Hernandez, who prefers text and photos to paint, doesn't have a brush or easel. He shows the students pictures instead: one of outstretched hands, the next of protesters in Ferguson, Mo. 

The students are asked how these images relate to what they see living on the city's Southwest Side. They come up with some adjectives. Then they get to work.

"I'm always inspired by young people because this is their perspective on stuff," Hernandez, 42, says. "They have a fresh perspective."

Hernandez, who's on sabbatical from his regular job teaching at the School of the Art Institute of Chicago, isn't a substitute for the day.
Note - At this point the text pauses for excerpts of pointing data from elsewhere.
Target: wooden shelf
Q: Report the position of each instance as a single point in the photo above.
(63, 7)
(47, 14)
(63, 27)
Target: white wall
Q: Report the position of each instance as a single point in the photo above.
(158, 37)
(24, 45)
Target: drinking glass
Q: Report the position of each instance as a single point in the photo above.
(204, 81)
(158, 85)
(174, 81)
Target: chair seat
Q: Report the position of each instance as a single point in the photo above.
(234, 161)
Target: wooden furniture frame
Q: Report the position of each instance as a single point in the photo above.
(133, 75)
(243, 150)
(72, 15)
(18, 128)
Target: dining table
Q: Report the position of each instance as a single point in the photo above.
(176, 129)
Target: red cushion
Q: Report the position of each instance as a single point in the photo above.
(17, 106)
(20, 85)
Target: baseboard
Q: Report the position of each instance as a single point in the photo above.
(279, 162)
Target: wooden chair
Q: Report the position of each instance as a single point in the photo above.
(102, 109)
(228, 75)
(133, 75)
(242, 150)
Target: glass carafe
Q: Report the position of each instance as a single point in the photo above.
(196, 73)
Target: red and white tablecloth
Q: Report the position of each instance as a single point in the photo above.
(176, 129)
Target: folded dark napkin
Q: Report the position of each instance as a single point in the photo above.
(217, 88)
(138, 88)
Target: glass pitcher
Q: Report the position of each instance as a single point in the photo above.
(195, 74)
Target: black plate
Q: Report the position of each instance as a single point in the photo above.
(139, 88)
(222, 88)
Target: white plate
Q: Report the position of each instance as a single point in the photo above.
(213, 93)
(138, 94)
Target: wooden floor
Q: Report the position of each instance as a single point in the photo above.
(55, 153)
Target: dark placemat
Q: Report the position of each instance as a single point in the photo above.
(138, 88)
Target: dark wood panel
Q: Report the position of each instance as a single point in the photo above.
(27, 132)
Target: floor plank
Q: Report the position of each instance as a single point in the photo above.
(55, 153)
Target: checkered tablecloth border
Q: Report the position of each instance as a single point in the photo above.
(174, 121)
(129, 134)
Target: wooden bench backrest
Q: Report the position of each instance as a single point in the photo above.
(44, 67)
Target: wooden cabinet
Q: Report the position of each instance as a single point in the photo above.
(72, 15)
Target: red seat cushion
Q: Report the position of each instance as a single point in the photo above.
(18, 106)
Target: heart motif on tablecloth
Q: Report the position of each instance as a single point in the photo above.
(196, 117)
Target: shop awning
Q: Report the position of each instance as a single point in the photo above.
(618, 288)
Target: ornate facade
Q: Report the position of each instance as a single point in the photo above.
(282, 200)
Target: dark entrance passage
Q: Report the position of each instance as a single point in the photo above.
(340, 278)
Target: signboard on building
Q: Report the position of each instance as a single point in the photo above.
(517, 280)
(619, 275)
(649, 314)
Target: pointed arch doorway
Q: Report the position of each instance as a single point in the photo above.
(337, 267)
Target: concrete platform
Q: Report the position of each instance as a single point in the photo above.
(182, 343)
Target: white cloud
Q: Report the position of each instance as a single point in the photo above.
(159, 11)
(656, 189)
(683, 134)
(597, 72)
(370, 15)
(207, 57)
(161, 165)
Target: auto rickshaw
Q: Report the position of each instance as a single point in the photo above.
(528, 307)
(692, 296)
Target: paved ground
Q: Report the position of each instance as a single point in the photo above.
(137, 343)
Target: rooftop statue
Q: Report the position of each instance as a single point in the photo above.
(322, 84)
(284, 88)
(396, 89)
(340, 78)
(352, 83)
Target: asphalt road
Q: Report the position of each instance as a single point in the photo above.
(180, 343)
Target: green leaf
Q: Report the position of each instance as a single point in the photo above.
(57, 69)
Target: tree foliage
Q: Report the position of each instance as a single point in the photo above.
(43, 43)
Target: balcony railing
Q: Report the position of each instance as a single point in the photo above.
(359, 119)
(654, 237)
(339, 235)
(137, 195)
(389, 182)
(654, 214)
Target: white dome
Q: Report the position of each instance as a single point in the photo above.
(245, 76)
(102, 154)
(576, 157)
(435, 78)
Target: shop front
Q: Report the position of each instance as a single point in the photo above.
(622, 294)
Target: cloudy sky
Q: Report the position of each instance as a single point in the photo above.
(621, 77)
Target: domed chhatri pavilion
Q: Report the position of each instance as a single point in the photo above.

He's been at Curie, 4959 S. Archer Ave., since September as its first-ever "resident artist" through a new pilot program from the Museum of Contemporary Art. 

Museum officials hope its SPACE  — School Partnership for Art And Civic Engagement — program can bridge the gap between the arts and kids amid the constant budget crunch at Chicago Public Schools. 

"We are making sure to match it with schools in which we can make a difference," said Marissa Reyes, associate director of education at the museum, 220 E. Chicago Ave.


One Curie student made this poster after Hernandez's exercise. [DNAinfo/David Matthews]

Curie, one of Chicago's largest high schools with nearly 3,000 students, cleared out part of a teacher's lounge to make way for Hernandez's new studio last fall.

Hernandez, a trained architect who's working on an urban renewal project for Pulitzer in St. Louis, has kept the room spare. The only signs this is an artist's studio are the blueprints pinned to the wall, or maybe the bucket of bricks from St. Louis sitting in the corner.

"To do my work I have to be out and about," Hernandez said. 

Hernandez works on his projects and hosts "open studio" hours for students here. When he's not, he's helping out Curie art teachers with their classes. The program, of course, has paid for a Curie field trip to the museum, where many of Hernandez's students haven't been before.

"Watching people feeling uncomfortable or not," Hernandez said of the trip. "'Do I lean on the wall?' Things like that."

Armed with donations and a new grant from the city, the museum hopes it can expand the program to more schools in disadvantaged areas aiming to tie art to civics. They found a good school for the pilot in Curie, where CPS says 92 percent of students live in low-income households. 

Two Curie students have been killed in the three months since Hernandez set up shop in the school, and gun violence has been a key theme in students' work, he said. So has police brutality, and so have been the race-tinged protests in Mount Greenwood after the fatal police shooting of Joshua Beal there in the fall. Student definitions of their own, personal "safe spaces" adorn a wall in Hernandez's studio. 

"My hope is that the things I bring: my work and the things I'm teaching, open up peoples' ideas about what art is and what art could be," Hernandez said. "And through creative activism we can make change in our world."

The students in Valerie Xanos' class, none of whom plan on becoming professional artists themselves, finish their exercise. They get the message.

Art is "something that's always going to be there to help relieve anxiety," said Gabi Pinela, a junior at Curie. "It's relaxing, considering I was going through s--- like any other teenager."